Caroline Thompson, freshman accounting and management major from Houston, started her very own business here in Abilene utilizing what she grew up around: gymnastics.
Thompson Tumblers is a noncompetitive gymnastics program that teaches developmentally appropriate gymnastics and gross motor skills to children ages three to six years old.
Being a freshman in a different town limits most students’ ability to get a job that works around their school schedule. Caroline Thompson grew up in gymnastics class, but the real reason for bringing this business to Abilene is simple.
“I need to make some money. I’m a college student,” Thompson said.
Thompson Tumblers is a family business that Caroline’s dad runs back in Houston.Â Her dad was a competitive gymnast for Houston Baptist and University of Arizona and was once ranked third in the nation. In 1984, just before the Olympic trial, he suffered a career ending shoulder injury. That year the men’s team received a gold medal in gymnastics. Naturally, it then became the sport of choice and Caroline’s dad went into coaching. He coached competitively and judged collegiately for several years, but he soon learned that being a father and competitive coach did not add up.

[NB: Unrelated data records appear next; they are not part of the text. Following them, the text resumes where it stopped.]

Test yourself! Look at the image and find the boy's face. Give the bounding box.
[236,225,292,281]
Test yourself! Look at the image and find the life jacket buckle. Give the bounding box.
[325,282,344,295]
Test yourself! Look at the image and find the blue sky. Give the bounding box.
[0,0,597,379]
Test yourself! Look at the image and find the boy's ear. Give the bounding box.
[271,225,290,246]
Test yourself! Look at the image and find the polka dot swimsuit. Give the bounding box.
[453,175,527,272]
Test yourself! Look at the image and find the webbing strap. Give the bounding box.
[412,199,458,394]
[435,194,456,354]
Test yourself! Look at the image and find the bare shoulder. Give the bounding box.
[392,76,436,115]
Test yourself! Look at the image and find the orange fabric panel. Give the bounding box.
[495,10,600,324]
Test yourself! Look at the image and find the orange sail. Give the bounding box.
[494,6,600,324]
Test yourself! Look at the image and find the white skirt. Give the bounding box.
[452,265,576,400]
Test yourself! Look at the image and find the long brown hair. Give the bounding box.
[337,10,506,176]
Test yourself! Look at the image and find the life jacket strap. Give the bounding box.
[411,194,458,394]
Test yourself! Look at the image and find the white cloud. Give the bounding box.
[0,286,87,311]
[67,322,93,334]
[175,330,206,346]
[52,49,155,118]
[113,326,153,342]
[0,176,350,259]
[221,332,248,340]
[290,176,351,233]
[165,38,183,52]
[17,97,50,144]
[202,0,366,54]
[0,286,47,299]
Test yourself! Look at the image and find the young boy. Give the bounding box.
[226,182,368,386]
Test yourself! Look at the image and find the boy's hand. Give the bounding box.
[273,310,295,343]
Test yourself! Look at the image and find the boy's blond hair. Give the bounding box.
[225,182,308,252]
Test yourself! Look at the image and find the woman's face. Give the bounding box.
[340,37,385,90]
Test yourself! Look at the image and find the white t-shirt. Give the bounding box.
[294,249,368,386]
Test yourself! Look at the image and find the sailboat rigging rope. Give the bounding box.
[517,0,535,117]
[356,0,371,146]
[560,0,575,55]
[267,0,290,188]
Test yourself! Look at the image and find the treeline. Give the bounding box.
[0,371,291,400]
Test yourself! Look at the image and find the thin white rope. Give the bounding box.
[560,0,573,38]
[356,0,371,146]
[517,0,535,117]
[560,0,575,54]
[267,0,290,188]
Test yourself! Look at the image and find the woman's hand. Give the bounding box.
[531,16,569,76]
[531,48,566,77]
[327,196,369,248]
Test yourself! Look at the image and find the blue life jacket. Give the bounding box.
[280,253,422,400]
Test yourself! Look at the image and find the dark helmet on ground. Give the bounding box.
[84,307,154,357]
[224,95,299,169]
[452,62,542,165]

Thompson Tumblers seemed to be the best solution. Caroline and her sisters grew up with the business, first as they attended classes themselves, then as assistant coaches for their dad. The girls even directed their own smaller programs.

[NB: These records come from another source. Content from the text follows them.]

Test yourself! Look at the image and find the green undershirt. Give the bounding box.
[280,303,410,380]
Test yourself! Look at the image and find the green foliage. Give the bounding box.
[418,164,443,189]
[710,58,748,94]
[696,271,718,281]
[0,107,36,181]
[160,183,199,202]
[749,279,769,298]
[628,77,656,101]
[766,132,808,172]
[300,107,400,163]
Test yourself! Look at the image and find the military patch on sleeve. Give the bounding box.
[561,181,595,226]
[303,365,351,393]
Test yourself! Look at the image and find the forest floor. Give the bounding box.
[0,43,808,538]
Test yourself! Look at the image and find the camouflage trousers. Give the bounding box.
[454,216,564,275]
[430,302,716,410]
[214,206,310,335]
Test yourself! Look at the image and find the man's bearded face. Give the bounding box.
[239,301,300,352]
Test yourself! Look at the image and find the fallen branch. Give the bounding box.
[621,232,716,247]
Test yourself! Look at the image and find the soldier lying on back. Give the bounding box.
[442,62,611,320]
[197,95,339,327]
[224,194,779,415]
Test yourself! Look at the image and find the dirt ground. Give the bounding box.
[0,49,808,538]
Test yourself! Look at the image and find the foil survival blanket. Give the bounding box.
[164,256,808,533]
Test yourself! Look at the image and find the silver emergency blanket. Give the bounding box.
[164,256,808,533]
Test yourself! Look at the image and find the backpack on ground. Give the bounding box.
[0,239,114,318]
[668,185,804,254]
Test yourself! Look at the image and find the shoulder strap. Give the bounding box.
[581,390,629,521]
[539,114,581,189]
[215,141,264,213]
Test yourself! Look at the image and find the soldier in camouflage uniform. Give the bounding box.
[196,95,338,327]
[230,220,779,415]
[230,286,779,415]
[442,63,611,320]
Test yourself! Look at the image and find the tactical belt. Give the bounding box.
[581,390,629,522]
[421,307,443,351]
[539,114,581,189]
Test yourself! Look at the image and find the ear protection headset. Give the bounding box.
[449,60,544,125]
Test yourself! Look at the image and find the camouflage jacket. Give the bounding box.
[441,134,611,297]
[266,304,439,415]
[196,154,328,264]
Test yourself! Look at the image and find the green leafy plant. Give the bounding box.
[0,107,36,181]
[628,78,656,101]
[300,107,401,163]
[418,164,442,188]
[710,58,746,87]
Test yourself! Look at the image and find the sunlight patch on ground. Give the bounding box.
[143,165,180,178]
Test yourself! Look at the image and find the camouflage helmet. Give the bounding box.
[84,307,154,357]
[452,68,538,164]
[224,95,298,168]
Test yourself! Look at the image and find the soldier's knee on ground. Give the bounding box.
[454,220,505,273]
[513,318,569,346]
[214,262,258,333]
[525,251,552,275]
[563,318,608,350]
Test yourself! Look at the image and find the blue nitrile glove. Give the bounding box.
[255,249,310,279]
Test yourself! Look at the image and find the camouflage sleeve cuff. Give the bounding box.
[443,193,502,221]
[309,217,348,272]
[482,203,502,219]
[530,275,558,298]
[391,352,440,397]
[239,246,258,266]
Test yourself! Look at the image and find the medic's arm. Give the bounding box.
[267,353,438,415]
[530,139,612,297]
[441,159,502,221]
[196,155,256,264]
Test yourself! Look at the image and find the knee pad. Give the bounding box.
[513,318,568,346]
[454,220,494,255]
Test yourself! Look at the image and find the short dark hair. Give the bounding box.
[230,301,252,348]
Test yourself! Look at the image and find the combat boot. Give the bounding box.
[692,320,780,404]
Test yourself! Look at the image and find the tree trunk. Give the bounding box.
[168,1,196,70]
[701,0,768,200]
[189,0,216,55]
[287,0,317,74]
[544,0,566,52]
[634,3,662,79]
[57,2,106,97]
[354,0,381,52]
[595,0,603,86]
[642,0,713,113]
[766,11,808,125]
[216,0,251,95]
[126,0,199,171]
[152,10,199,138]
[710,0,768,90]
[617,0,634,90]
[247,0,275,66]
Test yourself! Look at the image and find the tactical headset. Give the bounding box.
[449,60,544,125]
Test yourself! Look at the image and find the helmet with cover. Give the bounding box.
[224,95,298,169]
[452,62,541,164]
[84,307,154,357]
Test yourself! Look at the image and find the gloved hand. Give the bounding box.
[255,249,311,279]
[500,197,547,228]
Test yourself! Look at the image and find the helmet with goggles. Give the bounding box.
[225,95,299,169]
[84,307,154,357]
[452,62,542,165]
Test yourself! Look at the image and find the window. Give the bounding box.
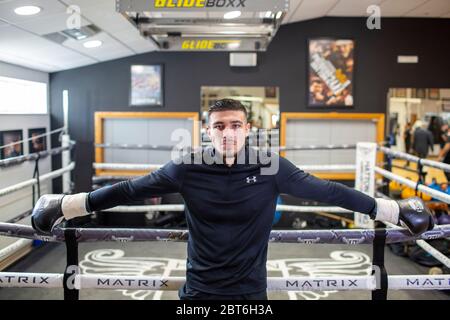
[0,77,47,114]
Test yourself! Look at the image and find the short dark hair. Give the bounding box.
[208,99,247,119]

“Coaching gymnastics here in Abilene just seemed like the natural thing for me to do,” Thompson said.
Caroline’s first program in Abilene was at Pioneer Drive Childcare Development Center. Along with her two assistant coaches, Whitney Pell and Allison Lamberth, these girls taught eight to twelve students at a time in 30-minute classes.
The program started off with a warm-up that always had a fun educational theme, then the children were spilt into two smaller groups to work in stations. The girls bring in a lot of equipment that was scaled down in size for young children and taught basic tumbling, beam, bar and vaulting skills, as well as basic gross motor skills.
The current program Caroline is working on is a short four-week session and next semester she plans to add full semester sessions, a location and also offer more classes at Pioneer Drive.
“All of these activities help the children develop in many different areas,” Thompson said. “Overall fitness is obvious, but non-competitive gymnastics also improves overall coordination and flexibility; and it is wonderful for building self-confidence.”